I know as a fact that $\mathbb{R}$ is the unique (upto isomorphism) complete linearly ordered field. But if we remove the "field" condition and replace it with "dense unbounded set", then I was wondering what is the situation then.

One example I came up was this: Just put $2^{2^\mathbb{N}}-$many copies of $[0,\infty)$ in front of $\mathbb{R}$, and put $2^{2^\mathbb{N}}-$many copies of $(-\infty,0]$ at the back of $\mathbb{R}$ like this:

$\cdots+(-\infty,0]+(-\infty,0]+\mathbb{R}+[0,\infty)+[0,\infty)+\cdots$.

Then this set is dense, unbounded, and complete linearly ordered set (am I right?), and by a cardinality argument, this set isn't isomorphic to $\mathbb{R}$. Please correct me if I am wrong!

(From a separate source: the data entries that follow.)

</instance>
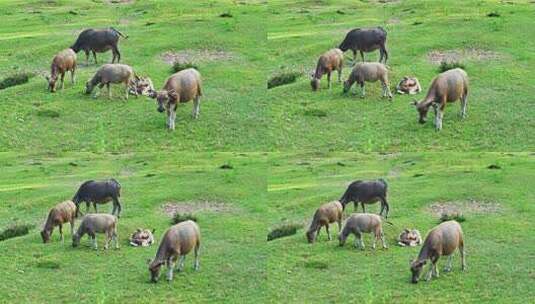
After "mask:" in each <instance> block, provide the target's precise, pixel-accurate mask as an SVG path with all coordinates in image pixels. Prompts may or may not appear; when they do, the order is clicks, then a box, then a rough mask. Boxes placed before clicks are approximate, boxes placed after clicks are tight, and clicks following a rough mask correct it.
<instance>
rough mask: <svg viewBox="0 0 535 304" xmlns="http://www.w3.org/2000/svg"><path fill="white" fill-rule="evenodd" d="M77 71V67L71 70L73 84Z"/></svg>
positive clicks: (71, 74) (71, 78)
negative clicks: (76, 70) (75, 73)
mask: <svg viewBox="0 0 535 304" xmlns="http://www.w3.org/2000/svg"><path fill="white" fill-rule="evenodd" d="M75 72H76V68H72V70H71V84H74V73H75Z"/></svg>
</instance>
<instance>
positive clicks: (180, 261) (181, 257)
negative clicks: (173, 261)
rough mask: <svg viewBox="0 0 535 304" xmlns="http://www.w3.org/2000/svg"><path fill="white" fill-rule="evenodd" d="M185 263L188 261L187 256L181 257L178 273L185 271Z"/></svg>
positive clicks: (176, 270) (180, 255)
mask: <svg viewBox="0 0 535 304" xmlns="http://www.w3.org/2000/svg"><path fill="white" fill-rule="evenodd" d="M185 261H186V255H185V254H182V255H180V259H179V260H178V266H177V268H176V271H178V272H181V271H182V270H184V263H185Z"/></svg>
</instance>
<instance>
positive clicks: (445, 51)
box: [427, 48, 500, 64]
mask: <svg viewBox="0 0 535 304" xmlns="http://www.w3.org/2000/svg"><path fill="white" fill-rule="evenodd" d="M499 58H500V54H498V53H496V52H493V51H489V50H483V49H477V48H468V49H458V50H433V51H431V52H429V53H428V54H427V59H428V60H429V61H430V62H431V63H432V64H440V63H441V62H447V63H451V62H459V61H466V60H473V61H487V60H494V59H499Z"/></svg>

I just realized that I wanted to ask some more:

If we instead put $2^\mathbb{N}-$many copies of $[0,\infty)$ and $(-\infty,0]$ at the front and back of $\mathbb{R}$ (instead of $2^{2^{\mathbb{N}}}-$many such copies), then how would the result change?

Also, do you have another example of a complete unbounded dense linearly ordered set that isn't isomorphic to $\mathbb{R}$ in your mind?

Answer 1

In fact, you don't even need $2^\mathbb{N}$-many: $\omega_1$-many additional "blocks" is enough to prevent isomorphism with $\mathbb{R}$ (and this is worth noting since as far as we know we might have $\omega_1<2^\mathbb{N}$). Specifically, $\omega_1$-many copies of $[0,1)$ glued together one after the other results in a complete dense linear order which is not separable (= does not have a countable dense subset). This is important enough to have a special name - it's called the Long Ray, and it and its variants show up a lot in general topology.

Answer 2

Another example is $[0,1] \times [0,1]$ lexicographically ordered and its minimum and maximum removed. The element $(1,0)$ is not contained in a separable open interval, hence it's not isomorphic to the long ray (and not to the reals).